Functional Conservation of a Developmental Switch in Mammals since the Jurassic Age.

ThPOK is a "master regulator" of T lymphocyte lineage choice, whose presence or absence is sufficient to dictate development to the CD4 or CD8 lineages, respectively. Induction of ThPOK is transcriptionally regulated, via a lineage-specific silencer element, SilThPOK. Here, we take advantage of the available genome sequence data as well as site-specific gene targeting technology, to evaluate the functional conservation of ThPOK regulation across mammalian evolution, and assess the importance of motif grammar (order and orientation of TF binding sites) on SilThPOK function in vivo. We make three important points: First, the SilThPOK is present in marsupial and placental mammals, but is not found in available genome assemblies of nonmammalian vertebrates, indicating that it arose after divergence of mammals from other vertebrates. Secondly, by replacing the murine SilThPOK in situ with its marsupial equivalent using a knockin approach, we demonstrate that the marsupial SilThPOK supports correct CD4 T lymphocyte lineage-specification in mice. To our knowledge, this is the first in vivo demonstration of functional equivalency for a silencer element between marsupial and placental mammals using a definitive knockin approach. Finally, we show that alteration of the position/orientation of a highly conserved region within the murine SilThPOK is sufficient to destroy silencer activity in vivo, demonstrating that motif grammar of this "solid" synteny block is critical for silencer function. Dependence of SilThPOK function on motif grammar conserved since the mid-Jurassic age, 165 Ma, suggests that the SilThPOK operates as a silenceosome, by analogy with the previously proposed enhanceosome model.

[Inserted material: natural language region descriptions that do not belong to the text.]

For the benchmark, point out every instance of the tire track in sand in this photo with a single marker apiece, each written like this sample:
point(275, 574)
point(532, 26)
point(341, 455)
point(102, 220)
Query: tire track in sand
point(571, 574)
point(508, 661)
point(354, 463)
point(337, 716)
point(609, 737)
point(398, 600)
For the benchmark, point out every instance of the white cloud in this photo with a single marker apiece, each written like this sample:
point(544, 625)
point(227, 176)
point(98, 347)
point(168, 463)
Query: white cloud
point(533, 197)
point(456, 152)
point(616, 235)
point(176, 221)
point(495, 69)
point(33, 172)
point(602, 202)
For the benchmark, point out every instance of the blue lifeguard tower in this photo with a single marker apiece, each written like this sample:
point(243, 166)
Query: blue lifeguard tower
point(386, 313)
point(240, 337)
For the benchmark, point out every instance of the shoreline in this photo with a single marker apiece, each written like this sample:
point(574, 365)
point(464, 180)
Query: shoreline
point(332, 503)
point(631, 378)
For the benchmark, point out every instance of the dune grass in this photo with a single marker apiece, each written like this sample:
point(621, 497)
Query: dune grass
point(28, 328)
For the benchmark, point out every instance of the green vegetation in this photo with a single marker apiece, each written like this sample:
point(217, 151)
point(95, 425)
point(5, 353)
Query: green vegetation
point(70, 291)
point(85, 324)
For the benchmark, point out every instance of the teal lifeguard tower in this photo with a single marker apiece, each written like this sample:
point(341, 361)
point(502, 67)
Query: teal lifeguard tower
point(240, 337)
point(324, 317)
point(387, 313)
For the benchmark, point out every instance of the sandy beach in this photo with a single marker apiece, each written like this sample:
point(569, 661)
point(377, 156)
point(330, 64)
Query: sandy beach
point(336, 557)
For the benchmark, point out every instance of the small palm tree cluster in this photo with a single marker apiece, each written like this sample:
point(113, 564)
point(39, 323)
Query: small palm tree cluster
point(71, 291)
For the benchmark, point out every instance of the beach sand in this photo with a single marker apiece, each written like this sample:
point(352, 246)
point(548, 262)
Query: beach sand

Disregulated expression of the transcription factor ThPOK during T-cell development leads to high incidence of T-cell lymphomas.

The transcription factor T-helper-inducing POZ/Krueppel-like factor (ThPOK, encoded by the Zbtb7b gene) plays widespread and critical roles in T-cell development, particularly as the master regulator of CD4 commitment. Here we show that mice expressing a constitutive T-cell-specific ThPOK transgene (ThPOK(const) mice) develop thymic lymphomas. These tumors resemble human T-cell acute lymphoblastic leukemia (T-ALL), in that they predominantly exhibit activating Notch1 mutations. Lymphomagenesis is prevented if thymocyte development is arrested at the DN3 stage by recombination-activating gene (RAG) deficiency, but restored by introduction of a T-cell receptor (TCR) transgene or by a single injection of anti-αßTCR antibody into ThPOK(const) RAG-deficient mice, which promotes development to the CD4(+)8(+) (DP) stage. Hence, TCR signals and/or traversal of the DN (double negative) > DP (double positive) checkpoint are required for ThPOK-mediated lymphomagenesis. These results demonstrate a novel link between ThPOK, TCR signaling, and lymphomagenesis. Finally, we present evidence that ectopic ThPOK expression gives rise to a preleukemic and self-perpetuating DN4 lymphoma precursor population. Our results collectively define a novel role for ThPOK as an oncogene and precisely map the stage in thymopoiesis susceptible to ThPOK-dependent tumor initiation.